Yesterday's Man

This year my bizarre lucky streak came to its end at last, and I must admit that secretly it's something of a relief. In the opening scene of Tom Stoppard's Rosencrantz and Guildenstern are Dead, the two attendant lords play a game of coin-tossing – and one of them is getting seriously worried about the workings of the universe, because heads have now come up 85 times in a row. My own run of 19 was alarming enough, with a year between each win to give me plenty of time to brood ...

Yes, I'm talking about the fan writer Hugo. In 2008, after winning 19 times in successive years, I was ousted by the American author John Scalzi at the World SF Convention in Denver. Of course I sent him fervent congratulations before consigning myself to the dustbin of history. Look on my works, ye mighty, and despair!

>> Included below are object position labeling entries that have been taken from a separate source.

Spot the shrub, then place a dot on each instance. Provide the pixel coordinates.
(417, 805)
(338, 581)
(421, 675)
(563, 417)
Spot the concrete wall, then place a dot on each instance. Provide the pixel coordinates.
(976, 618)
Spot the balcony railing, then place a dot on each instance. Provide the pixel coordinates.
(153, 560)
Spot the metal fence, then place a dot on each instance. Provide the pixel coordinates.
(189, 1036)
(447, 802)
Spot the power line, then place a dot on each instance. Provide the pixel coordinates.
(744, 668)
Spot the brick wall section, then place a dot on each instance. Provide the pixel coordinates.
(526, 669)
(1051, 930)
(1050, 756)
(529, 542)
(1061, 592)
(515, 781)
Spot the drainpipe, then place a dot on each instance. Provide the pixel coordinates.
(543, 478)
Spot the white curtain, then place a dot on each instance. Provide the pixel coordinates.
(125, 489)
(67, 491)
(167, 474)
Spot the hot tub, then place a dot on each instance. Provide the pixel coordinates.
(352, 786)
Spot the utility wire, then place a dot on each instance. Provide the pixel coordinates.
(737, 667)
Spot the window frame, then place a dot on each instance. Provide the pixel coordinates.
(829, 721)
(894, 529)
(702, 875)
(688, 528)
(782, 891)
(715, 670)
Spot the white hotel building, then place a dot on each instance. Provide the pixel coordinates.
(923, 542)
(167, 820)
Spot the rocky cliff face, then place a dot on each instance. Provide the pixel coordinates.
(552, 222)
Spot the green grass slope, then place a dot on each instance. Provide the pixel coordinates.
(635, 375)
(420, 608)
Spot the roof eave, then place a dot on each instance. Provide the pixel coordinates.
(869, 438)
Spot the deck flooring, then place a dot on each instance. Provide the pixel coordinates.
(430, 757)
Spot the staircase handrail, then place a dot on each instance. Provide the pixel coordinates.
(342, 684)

I'm not even a joint record-holder any more. It took me forever to draw level with Charles N Brown, who edits the big SF news magazine Locus and, most years, collects a Hugo for best "semiprozine". We were tied at 28 trophies (I've been lucky enough to have a few wins in other categories besides fan writer), and now the bastard, I mean my dearly beloved rival, has 29.

As I said, I feel curiously relieved, partly because a long run of wins leads to a measure of fannish backbiting – though surprisingly little. I should stand down, some people muttered, and make room for new blood. The trouble was that the new blood didn't agree. Other regular finalists for best fan writer wanted me to stay in competition so they could topple evil Langford from his dark throne, rather than win what some of them felt would be a Best Except For Langford award.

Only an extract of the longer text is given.